I’m catching up on this thread but I love how the governor was removed, only by its own volition it appears. By that I mean it looks like it exploded and the previous owner shrugged and left the remnants of the gear on the shaft.
On a governor delete, I usually leave the governor gear shaft intact (to keep it simple, stupid) and just remove the gear because it is simply a press-on fit (but hard to get to if you have 800lbs gorilla hands).

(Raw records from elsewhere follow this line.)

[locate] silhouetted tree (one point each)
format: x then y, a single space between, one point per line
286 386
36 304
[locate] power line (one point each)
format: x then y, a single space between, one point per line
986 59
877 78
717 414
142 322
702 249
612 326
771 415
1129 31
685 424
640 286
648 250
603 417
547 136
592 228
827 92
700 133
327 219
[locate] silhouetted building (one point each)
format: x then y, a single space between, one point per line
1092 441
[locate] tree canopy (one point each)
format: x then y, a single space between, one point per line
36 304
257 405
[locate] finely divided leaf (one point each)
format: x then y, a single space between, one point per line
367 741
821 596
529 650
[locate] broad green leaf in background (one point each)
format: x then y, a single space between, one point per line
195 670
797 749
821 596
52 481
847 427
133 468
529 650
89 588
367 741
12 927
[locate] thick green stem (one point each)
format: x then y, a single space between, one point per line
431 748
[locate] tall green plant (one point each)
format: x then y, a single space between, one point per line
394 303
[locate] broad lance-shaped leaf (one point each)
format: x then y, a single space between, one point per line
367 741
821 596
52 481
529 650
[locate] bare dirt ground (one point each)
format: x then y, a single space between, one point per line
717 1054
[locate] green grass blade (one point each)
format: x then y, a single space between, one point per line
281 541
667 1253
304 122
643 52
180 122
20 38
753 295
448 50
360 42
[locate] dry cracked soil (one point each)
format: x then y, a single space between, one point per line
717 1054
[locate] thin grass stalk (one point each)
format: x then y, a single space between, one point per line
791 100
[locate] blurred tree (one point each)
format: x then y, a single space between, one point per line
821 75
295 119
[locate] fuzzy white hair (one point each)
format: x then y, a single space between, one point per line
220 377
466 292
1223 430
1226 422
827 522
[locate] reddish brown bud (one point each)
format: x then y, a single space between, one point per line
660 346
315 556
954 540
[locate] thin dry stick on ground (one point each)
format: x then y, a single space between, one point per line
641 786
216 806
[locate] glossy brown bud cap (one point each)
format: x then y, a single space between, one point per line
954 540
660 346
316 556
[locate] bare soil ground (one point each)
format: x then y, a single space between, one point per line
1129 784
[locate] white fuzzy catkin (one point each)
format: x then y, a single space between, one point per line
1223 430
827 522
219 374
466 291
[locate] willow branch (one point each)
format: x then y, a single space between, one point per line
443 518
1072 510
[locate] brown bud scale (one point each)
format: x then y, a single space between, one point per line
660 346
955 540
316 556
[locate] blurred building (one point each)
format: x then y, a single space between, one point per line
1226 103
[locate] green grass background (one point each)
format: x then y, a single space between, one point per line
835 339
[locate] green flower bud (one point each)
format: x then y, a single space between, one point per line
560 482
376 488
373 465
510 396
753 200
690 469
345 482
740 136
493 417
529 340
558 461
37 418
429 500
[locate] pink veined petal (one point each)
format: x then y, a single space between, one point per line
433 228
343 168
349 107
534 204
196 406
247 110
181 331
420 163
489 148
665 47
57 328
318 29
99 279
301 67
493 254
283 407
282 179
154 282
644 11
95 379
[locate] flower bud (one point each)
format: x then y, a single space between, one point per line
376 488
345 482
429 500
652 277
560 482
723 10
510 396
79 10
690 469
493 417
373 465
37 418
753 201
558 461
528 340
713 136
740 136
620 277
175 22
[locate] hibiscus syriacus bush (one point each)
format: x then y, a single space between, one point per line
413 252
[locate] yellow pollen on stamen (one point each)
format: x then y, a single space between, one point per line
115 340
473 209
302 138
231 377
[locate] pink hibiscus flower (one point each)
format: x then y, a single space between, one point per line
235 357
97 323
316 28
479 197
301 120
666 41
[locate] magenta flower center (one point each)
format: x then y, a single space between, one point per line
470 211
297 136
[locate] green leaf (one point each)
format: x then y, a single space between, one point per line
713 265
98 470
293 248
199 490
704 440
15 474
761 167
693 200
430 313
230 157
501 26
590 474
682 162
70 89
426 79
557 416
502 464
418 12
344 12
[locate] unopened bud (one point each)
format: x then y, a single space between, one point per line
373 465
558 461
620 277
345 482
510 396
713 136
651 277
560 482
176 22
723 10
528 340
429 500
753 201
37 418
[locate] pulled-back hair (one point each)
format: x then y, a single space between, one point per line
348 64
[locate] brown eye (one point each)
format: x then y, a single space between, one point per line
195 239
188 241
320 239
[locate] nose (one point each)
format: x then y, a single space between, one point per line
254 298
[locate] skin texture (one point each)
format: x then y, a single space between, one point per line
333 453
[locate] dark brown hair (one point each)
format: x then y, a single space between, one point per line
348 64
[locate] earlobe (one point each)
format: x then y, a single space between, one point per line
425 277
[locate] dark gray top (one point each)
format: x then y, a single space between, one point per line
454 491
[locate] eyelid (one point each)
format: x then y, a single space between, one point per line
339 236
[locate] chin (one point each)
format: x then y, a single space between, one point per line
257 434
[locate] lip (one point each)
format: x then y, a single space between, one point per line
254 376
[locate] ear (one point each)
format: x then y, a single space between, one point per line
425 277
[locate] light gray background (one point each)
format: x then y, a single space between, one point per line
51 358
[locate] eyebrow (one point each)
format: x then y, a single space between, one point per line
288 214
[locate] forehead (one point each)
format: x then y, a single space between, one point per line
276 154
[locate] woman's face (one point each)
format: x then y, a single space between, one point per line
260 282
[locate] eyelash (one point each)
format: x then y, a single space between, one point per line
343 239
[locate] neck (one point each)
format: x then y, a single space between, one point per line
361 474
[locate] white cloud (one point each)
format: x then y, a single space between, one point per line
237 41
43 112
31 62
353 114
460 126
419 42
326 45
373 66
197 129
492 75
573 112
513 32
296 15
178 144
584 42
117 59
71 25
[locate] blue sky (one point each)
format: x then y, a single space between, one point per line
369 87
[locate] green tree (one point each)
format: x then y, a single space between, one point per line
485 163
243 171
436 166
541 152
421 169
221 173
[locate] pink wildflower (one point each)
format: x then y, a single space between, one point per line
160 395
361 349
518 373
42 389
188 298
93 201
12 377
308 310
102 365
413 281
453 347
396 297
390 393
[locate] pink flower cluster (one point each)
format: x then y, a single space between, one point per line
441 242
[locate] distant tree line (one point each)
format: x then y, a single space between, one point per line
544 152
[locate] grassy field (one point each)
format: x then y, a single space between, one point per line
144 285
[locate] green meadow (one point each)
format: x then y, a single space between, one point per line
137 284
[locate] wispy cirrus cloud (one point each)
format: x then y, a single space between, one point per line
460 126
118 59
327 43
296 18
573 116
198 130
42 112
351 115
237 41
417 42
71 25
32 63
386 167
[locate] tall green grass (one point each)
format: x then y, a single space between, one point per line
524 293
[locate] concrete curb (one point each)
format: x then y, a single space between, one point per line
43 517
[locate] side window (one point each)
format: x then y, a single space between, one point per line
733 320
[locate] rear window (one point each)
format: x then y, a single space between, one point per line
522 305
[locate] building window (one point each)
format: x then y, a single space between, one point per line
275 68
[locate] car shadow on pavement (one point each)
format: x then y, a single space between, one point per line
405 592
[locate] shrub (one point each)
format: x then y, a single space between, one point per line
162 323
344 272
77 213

I vote to add Denny’s submission to the bad grammar thread…


(and yours too, Ezcome).
The Grammar in some of the posts here has been appalling. While entertaining as it may be, it is scary that the education system in this country churns out students that cannot write a comprehensive sentence. I have been collecting the best of the worst for my upcoming book,"Edukshaion in...
www.diygokarts.com
You can use compressed air to blow out the shavings (or swarf as it is called), assuming you have a compressor. But it is best to do all your machining and cleaning first, then wash the block in hot soapy water and let it dry with the assistance of compressed air. Yes I said soapy H2O.
I don’t know why you used oil as a solvent or cleaning agent, it’s too thick. If you want, you can pre-lube by adding oil to the crank, con rod and camshaft bearings (or just dribble some fresh oil on all the moving parts) but the best thing to use is assembly lube because it is tacky.
Before you button everything up, use a fresh scotchbrite pad or maybe some medium/fine steel wool (manually or with a rotary tool) to clean both mating surfaces of the sump cover and the cylinder head. If you’re extra talented you can use a single edge razor blade or a gasket scraper (dedicated tool for the purpose). The steel wool will create its own shavings/debris so do it first and then wash the block last. The preceding process ensures the gaskets can do their job and seal properly.